Lo sport preferito dai politici sambenedettesi, il litigio per un piatto di lenticchie, si è trasferito sul piano dell’economia cittadina. E’ quanto emerge da un’analisi delle ultime giornate di cronaca che mettono in luce lo scontro tra albergatori accusati di essere propugnatori della città soporifera e i titolari dei locali pubblici dall’indole alquanto insonne e fracassona.

 Alla soluzione salomonica “decida l’Arpam” ci ha pensato il sindaco Domenico Martinelli. In veste di buon padre di famiglia. Lui che si rende conto perfettamente di come la città abbia due anime. Lo scontro generazionale non l’ha certo inventato lui.

 Chi lucra dalla polemica, invece getta benzina sul fuoco, senza pensare che entrambe le soluzioni s’incontrano nell’interesse generale della fidelizzazione del cliente.
Spiego meglio. San Benedetto è una città lunga 11 chilometri e larga 4. Non ha spazi per mandare in collina i giovani sull’esempio di Riccione. E, per questo, si spinge al contrario verso la spiaggia. La sua vocazione ad un turismo familiare, con punte di anzianità, non è certo in discussione. Così come il richiamo ineludibile di tutti i teen ager di Provincia e Regione che trovano nella capitale del turismo marchigiano il divertimentificio per eccellenza.

L’appeal sta nel fatto che si tratta di una risorsa interscambiabile. Che mette tutti d’accordo. Infatti la famigliola che si è creata una cerchia di amici tra i sambenedettesi, nello chalet o in albergo, ha l’approccio con il padrone della casa al mare da tempo, alla fatidica età preadolescenziale dei figli resta spiazzata. I ragazzi cercano lo spasso. Se ne vanno, e i genitori dietro. Magari poi ritornano ma si crea quel vuoto sotto gli occhi di tutti fino a qualche anno fa che spezza la continuità, da tutti gli economisti riconosciuto come il bene più prezioso per una qualunque azienda.

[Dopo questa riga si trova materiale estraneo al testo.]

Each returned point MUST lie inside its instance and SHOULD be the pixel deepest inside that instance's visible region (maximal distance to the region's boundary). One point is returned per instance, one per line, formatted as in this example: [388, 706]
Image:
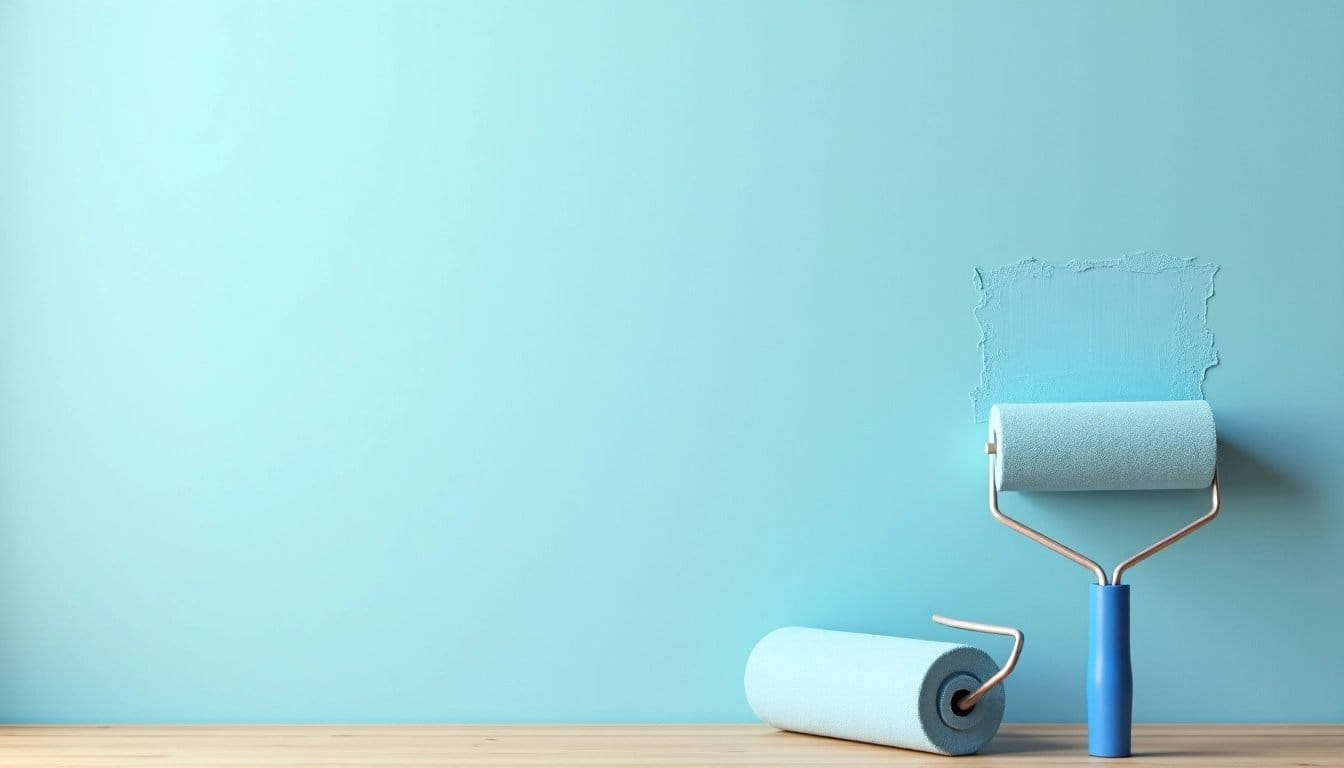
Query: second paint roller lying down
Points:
[903, 693]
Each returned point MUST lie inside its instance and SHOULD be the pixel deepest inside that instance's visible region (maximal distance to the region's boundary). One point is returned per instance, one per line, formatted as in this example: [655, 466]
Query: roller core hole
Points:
[956, 704]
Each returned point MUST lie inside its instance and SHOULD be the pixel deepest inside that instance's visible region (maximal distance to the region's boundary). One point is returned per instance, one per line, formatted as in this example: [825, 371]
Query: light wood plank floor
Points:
[631, 745]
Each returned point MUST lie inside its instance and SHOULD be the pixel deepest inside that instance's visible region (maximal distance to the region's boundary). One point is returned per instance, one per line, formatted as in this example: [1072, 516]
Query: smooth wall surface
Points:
[528, 362]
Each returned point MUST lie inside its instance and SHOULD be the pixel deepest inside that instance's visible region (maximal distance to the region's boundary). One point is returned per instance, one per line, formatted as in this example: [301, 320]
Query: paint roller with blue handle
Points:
[1104, 447]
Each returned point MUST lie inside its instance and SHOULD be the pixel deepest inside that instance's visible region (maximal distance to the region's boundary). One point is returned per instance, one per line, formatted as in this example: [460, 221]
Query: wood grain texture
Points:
[631, 745]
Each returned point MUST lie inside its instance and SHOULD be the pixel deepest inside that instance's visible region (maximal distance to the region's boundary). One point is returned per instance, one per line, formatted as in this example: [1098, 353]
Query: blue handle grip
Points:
[1110, 679]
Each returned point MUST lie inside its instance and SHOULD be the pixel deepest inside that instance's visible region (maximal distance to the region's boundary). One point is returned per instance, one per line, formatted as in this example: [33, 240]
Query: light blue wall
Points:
[528, 362]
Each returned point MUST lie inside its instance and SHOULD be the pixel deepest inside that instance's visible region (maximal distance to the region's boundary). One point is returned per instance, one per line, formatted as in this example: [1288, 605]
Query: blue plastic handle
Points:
[1110, 679]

Al contrario, la presenza di luoghi capaci di rispondere alle rispettive esigenze attira entrambe le popolazioni nel momento delicato dell’uscita dal nido. Sapere che i propri ragazzi sono lì, di fronte all’albergo invece che in  Sardegna o a Rimini fuori da ogni controllo, ha i suoi vantaggi. Stupisce, allora, come l’associazione Albergatori non promozioni questa come ricchezza, aggiunta all’offerta turistica, incentivando la pratica. Località alle quali si fa riferimento ne fanno punto d’orgoglio. I gestori più illuminati anche da noi, si sa, fanno tutto in casa.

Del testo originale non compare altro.